Fast Exponentiation, also known as Binary Exponentiation, is a technique to calculate \(a^n\) in \(O(\log n)\) time instead of the naive \(O(n)\).

Intuition

The idea is to divide the power by half in each step. - If \(n\) is even: \(a^n = (a^2)^{n/2}\) - If \(n\) is odd: \(a^n = a \times a^{n-1} = a \times (a^2)^{(n-1)/2}\)

1. Recursive Implementation

public static long powerRecursive(long a, long n) {
    if (n == 0) return 1;
    long res = powerRecursive(a, n / 2);
    if (n % 2 == 0) {
        return res * res;
    } else {
        return res * res * a;
    }
}

2. Iterative Implementation

This is more efficient as it avoids the recursive stack overhead. It uses the binary representation of \(n\).

public static long powerIterative(long a, long n) {
    long res = 1;
    while (n > 0) {
        if ((n & 1) == 1) { // If n is odd
            res = res * a;
        }
        a = a * a;
        n >>= 1; // Divide n by 2
    }
    return res;
}

3. Modular Exponentiation

In competitive programming, we often need \((a^n) \pmod m\). This is crucial to prevent overflow.
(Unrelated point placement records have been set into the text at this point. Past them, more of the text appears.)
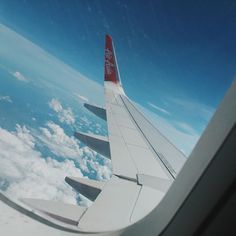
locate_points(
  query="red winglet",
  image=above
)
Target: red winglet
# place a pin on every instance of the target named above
(111, 70)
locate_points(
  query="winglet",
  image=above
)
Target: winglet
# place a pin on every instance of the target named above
(111, 68)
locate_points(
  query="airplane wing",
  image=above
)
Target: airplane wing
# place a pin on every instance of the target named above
(144, 163)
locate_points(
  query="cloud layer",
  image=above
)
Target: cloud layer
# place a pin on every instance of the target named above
(28, 173)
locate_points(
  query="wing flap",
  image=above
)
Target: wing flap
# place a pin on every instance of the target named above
(67, 213)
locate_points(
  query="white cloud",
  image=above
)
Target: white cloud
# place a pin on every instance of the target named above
(19, 76)
(5, 98)
(194, 108)
(29, 174)
(158, 108)
(54, 137)
(64, 115)
(81, 98)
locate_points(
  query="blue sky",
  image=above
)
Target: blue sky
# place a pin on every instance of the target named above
(176, 59)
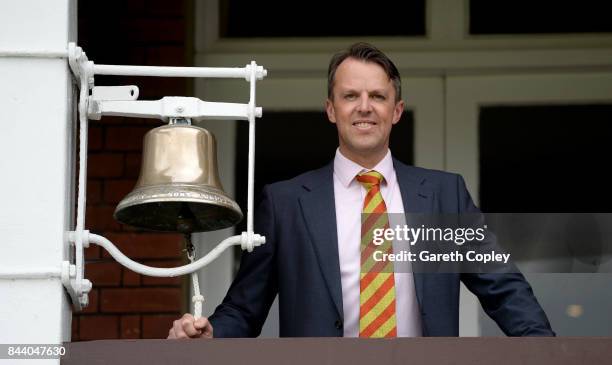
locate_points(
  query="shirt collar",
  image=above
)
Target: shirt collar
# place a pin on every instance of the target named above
(346, 170)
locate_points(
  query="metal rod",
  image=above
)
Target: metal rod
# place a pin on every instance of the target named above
(164, 272)
(163, 71)
(251, 173)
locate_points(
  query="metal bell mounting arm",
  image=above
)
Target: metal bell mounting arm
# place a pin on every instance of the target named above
(122, 101)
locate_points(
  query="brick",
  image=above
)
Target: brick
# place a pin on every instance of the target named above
(130, 327)
(103, 273)
(157, 326)
(105, 165)
(155, 281)
(131, 278)
(94, 192)
(74, 336)
(100, 218)
(147, 245)
(121, 138)
(132, 164)
(94, 140)
(98, 327)
(116, 190)
(93, 306)
(92, 252)
(134, 300)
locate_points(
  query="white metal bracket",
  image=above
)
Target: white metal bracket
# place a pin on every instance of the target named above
(122, 101)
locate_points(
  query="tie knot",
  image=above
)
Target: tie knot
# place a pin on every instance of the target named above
(369, 179)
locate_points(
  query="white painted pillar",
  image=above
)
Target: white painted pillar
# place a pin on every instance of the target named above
(37, 151)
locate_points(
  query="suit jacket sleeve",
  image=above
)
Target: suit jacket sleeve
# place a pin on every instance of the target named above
(507, 298)
(247, 303)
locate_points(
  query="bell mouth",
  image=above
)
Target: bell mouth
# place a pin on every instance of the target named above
(178, 208)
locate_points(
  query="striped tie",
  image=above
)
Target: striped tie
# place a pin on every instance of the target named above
(377, 282)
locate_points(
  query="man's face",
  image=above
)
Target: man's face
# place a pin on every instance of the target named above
(364, 110)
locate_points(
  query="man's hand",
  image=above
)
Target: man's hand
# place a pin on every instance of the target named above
(189, 327)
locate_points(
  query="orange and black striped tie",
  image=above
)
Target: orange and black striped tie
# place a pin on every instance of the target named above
(377, 282)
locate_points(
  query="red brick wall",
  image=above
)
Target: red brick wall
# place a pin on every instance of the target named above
(124, 304)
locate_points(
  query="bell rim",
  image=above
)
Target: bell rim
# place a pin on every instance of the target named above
(194, 194)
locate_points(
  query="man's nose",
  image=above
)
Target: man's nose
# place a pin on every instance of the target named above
(364, 104)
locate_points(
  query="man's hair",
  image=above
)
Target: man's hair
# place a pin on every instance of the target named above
(367, 53)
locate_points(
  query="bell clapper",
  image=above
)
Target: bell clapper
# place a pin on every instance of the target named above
(197, 298)
(179, 121)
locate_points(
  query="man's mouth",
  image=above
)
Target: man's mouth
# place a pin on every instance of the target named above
(364, 124)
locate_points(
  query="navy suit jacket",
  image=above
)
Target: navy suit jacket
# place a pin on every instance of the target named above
(300, 264)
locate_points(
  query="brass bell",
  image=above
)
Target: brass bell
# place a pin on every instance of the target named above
(178, 189)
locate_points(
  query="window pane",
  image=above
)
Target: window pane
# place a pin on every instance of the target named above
(317, 18)
(545, 158)
(532, 17)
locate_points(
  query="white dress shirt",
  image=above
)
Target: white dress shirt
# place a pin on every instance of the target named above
(349, 196)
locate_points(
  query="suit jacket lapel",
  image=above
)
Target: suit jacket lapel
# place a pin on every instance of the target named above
(318, 207)
(416, 198)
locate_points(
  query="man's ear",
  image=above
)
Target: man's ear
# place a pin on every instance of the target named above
(397, 111)
(331, 113)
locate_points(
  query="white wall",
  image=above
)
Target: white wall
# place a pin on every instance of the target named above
(36, 160)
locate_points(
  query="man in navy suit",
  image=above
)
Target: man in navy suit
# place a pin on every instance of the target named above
(312, 227)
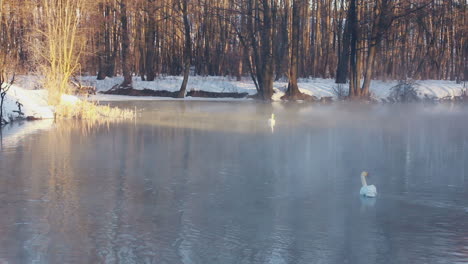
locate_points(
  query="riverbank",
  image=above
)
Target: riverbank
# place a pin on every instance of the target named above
(319, 88)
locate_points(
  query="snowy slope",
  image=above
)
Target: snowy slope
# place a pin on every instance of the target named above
(317, 87)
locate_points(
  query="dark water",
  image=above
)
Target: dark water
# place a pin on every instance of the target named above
(201, 182)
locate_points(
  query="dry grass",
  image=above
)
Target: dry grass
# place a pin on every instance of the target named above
(85, 110)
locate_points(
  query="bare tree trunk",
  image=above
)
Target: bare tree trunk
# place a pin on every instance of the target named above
(354, 56)
(125, 46)
(293, 89)
(343, 59)
(187, 49)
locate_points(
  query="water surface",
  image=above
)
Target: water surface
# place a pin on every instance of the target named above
(210, 182)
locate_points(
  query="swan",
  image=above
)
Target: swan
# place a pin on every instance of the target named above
(367, 190)
(272, 122)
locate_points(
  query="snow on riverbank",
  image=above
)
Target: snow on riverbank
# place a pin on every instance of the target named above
(34, 102)
(317, 87)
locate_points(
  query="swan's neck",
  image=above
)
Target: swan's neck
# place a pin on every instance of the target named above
(363, 180)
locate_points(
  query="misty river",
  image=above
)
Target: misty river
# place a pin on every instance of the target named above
(211, 182)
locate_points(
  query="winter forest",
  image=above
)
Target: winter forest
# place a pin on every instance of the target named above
(234, 131)
(351, 41)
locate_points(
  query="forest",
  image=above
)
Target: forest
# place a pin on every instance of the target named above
(350, 41)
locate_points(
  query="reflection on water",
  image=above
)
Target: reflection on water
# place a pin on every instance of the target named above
(209, 183)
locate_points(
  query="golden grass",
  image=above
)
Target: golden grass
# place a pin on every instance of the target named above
(85, 110)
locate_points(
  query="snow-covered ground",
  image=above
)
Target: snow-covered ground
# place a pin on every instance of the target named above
(35, 101)
(317, 87)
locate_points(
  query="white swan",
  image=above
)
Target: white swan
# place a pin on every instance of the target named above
(272, 122)
(367, 190)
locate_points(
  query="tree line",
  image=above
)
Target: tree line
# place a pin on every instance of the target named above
(352, 41)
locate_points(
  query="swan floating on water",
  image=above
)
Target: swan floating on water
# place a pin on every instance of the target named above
(272, 122)
(367, 190)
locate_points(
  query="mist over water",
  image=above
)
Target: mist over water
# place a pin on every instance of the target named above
(210, 182)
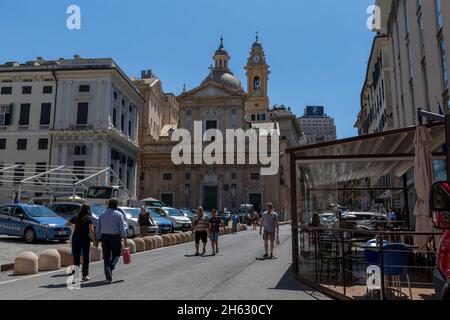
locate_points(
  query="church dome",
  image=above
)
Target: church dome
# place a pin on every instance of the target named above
(224, 78)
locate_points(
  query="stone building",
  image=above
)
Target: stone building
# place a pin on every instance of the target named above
(72, 112)
(221, 102)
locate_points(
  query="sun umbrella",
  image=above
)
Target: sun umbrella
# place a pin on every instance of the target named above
(423, 179)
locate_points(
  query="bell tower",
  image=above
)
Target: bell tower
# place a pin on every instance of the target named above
(257, 106)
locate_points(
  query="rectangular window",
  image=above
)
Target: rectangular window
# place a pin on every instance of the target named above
(79, 150)
(47, 90)
(79, 169)
(115, 117)
(405, 14)
(43, 144)
(19, 172)
(22, 144)
(5, 115)
(254, 176)
(84, 88)
(211, 124)
(444, 64)
(82, 114)
(6, 90)
(24, 118)
(45, 113)
(26, 90)
(438, 14)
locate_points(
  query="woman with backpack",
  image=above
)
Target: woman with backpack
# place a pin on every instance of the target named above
(145, 220)
(81, 239)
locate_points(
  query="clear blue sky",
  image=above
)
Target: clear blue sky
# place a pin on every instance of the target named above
(317, 49)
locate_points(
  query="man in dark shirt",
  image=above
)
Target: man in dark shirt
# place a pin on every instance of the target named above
(111, 229)
(214, 227)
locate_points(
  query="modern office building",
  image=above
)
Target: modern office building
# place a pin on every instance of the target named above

public static long powerModular(long a, long n, long m) {
    long res = 1;
    a %= m;
    while (n > 0) {
        if ((n & 1) == 1) {
            res = (res * a) % m;
        }
        a = (a * a) % m;
        n >>= 1;
    }
    return res;
}

Complexity

Metric Complexity Description
Time \(O(\log n)\) Each step reduces \(n\) by half.
Space \(O(1)\) Iterative version uses constant extra space.

Sample Input and Output

Input

base = 3, exp = 10

Output

3^10 = 59049

Applications

  • Calculating large powers efficiently.
  • Modular inverse (using Fermat’s Little Theorem).
  • Matrix Exponentiation (e.g., for finding \(N\)-th Fibonacci number in \(O(\log n)\)).
  • Cryptography (RSA algorithm).

Key Takeaways

  • Efficiency: Reduces computations from billions to less than 64 for a 64-bit exponent.
  • Modulo: Always perform modulo at each multiplication step to avoid overflow.
  • Negative Exponent: For \(a^{-n}\), calculate \(1 / a^n\).